Health extension workers offer primary health care services to about 500 households each. Moving paperwork, registers, and medical supplies around their communities was a challenge, as was reporting the care they provided. Abebech Negash, a health extension worker explains, “When we went to the field, we carried so many files and records containing about 18 health packages. The files would frequently get misplaced, torn, and it would take a lot of work to get them reported back into national registers.”
With investment from the Children’s Investment Fund Foundation and guidance from the Government of Ethiopia, JSI’s eCHIS Scale-up for Health Extension Program Improvement project is equipping this cadre with tablets loaded with 18 health care modules, as well as job aids and automated reporting forms.
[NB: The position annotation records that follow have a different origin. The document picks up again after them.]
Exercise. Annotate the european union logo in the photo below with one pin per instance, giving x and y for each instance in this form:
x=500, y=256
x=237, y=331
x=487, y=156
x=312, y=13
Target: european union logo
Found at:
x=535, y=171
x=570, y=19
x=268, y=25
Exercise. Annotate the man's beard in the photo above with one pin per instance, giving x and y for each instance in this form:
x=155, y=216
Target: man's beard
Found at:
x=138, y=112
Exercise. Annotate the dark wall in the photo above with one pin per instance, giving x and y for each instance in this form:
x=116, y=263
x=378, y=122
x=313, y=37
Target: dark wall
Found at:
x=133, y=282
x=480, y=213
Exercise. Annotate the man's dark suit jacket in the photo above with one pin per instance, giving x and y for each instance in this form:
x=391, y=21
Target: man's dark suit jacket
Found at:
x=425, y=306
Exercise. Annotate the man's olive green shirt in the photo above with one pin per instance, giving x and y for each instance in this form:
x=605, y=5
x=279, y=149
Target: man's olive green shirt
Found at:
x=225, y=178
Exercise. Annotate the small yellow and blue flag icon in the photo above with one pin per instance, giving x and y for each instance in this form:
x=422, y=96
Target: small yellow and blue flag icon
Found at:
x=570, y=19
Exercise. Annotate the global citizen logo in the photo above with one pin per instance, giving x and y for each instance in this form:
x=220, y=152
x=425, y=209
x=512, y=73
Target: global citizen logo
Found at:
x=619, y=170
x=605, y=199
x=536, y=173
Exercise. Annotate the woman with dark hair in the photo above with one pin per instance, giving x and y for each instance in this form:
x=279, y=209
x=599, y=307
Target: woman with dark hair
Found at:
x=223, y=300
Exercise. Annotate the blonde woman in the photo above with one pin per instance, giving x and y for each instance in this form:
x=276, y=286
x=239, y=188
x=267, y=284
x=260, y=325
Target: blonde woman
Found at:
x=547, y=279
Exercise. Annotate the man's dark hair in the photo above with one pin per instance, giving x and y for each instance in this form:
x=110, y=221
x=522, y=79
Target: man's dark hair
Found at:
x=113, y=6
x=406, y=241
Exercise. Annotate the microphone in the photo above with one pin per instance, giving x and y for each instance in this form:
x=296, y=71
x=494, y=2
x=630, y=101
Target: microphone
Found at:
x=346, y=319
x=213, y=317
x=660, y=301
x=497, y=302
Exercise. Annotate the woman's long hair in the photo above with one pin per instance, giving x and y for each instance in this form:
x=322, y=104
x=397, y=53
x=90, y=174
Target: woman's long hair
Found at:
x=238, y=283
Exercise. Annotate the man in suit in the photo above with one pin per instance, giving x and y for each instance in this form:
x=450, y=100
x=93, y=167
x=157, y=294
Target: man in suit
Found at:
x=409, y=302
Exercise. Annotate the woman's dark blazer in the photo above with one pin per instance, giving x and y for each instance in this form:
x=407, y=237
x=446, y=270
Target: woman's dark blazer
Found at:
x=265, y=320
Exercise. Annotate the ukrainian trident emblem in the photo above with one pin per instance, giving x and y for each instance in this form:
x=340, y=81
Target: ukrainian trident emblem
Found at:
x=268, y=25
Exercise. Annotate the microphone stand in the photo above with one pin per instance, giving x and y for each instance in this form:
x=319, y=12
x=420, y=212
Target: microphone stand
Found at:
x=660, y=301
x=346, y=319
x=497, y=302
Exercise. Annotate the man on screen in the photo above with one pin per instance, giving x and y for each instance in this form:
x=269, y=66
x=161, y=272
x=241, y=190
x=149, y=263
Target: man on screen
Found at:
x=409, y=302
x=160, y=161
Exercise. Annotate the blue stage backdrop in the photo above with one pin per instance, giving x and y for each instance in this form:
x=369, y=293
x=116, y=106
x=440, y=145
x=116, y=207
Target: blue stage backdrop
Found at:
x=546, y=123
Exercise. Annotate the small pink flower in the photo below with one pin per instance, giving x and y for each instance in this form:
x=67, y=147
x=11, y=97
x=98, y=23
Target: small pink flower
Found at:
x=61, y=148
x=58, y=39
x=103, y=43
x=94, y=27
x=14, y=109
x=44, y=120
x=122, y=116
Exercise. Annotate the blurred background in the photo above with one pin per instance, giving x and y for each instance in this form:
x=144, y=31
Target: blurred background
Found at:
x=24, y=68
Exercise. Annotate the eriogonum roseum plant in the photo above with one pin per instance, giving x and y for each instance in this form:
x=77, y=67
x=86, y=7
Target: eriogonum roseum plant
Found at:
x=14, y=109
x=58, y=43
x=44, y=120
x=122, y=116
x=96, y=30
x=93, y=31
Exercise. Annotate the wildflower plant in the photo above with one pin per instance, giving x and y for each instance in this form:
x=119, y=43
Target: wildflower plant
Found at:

This approach is already yielding important efficiencies.
Leaving the heavy folders behind, health extension workers pack their tablets and medication needed for the day from the stock cupboards. Both at the health post and in households, they counsel and treat people, recommend complicated cases to nearby health centers, and record their work–all through eCHIS. Abebech continues, “We now have all client and service information in one easily held place, through which we also submit our reports.”
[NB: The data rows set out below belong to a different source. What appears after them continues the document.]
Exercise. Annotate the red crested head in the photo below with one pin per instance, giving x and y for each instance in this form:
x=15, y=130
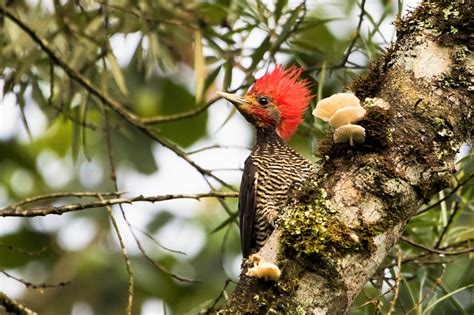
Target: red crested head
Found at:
x=276, y=100
x=290, y=97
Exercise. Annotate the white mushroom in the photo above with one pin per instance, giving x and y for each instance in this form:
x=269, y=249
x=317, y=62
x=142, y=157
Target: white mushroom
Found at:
x=329, y=105
x=263, y=269
x=347, y=115
x=349, y=133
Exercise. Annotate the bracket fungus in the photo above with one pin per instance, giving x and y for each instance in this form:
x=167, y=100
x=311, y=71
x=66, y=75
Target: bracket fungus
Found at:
x=263, y=269
x=341, y=110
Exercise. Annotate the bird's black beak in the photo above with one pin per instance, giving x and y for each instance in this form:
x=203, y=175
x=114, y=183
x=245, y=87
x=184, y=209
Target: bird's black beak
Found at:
x=234, y=99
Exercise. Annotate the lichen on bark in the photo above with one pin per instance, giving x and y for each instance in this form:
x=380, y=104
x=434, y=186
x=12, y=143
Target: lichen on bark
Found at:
x=337, y=232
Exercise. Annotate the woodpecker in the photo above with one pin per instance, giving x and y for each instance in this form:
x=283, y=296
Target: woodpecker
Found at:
x=274, y=106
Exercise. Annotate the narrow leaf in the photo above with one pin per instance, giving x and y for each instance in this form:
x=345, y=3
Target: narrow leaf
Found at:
x=199, y=67
x=117, y=74
x=444, y=297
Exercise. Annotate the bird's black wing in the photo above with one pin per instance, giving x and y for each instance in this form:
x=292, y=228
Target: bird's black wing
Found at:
x=247, y=206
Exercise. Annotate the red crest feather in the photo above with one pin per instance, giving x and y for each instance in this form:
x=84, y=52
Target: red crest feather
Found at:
x=289, y=95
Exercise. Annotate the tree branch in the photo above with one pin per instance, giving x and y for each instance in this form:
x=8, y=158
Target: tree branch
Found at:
x=107, y=99
x=337, y=231
x=15, y=211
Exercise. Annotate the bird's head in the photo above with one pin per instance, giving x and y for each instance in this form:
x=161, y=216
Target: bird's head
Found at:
x=276, y=100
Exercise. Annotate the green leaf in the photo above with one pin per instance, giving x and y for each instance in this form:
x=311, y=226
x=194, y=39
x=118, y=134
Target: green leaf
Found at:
x=259, y=52
x=286, y=31
x=444, y=297
x=117, y=74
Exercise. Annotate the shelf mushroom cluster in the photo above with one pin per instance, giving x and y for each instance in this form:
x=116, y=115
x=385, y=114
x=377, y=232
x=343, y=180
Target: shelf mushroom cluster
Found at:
x=342, y=110
x=263, y=269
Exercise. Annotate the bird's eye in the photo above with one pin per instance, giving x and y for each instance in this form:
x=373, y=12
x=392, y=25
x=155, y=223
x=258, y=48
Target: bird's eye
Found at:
x=263, y=100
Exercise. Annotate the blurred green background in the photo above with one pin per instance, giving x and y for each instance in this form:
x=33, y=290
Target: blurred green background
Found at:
x=160, y=58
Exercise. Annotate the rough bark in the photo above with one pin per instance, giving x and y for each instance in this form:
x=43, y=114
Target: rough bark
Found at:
x=337, y=231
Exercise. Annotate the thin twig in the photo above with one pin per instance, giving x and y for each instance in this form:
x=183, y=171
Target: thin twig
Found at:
x=218, y=146
x=107, y=100
x=452, y=192
x=355, y=37
x=448, y=225
x=124, y=216
x=22, y=251
x=19, y=212
x=125, y=256
x=35, y=286
x=154, y=240
x=435, y=250
x=13, y=307
x=179, y=116
x=80, y=194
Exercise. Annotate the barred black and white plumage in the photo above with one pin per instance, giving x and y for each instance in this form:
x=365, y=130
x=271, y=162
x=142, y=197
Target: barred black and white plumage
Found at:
x=274, y=105
x=270, y=172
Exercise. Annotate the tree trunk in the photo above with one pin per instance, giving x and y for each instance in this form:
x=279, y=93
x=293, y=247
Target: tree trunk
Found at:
x=336, y=233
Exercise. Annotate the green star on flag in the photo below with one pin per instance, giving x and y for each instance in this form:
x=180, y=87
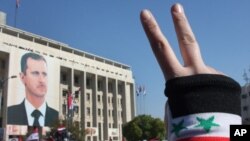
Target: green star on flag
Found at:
x=178, y=127
x=206, y=124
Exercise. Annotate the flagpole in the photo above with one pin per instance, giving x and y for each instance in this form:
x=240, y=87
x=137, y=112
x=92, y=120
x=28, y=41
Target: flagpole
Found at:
x=15, y=20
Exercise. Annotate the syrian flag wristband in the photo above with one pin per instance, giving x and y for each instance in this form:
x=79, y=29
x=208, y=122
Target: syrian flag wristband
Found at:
x=202, y=107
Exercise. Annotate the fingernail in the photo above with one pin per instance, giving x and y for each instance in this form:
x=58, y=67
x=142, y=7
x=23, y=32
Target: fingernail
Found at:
x=177, y=8
x=146, y=14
Despite time, personnel, and infrastructure bottlenecks, including those related to Ethiopia’s civil conflict, eCHIS technology has reached 60 woredas, achieving coverage targets ahead of schedule. This is thanks to the active and enthusiastic embrace of the project by regional, zonal, and woreda health structures and the clearly defined goals and investment of the Ministry of Health.
Girma Tadese, eCHIS project manager, elaborates, “We’re not done working out the kinks: we have problems to solve every day, including providing higher capacity tablets and computers, revising the duration of trainings, and ensuring the availability of SIM cards. But we’re starting to see this cadre, and the work of the primary health care system generally, be supported in a meaningful way.”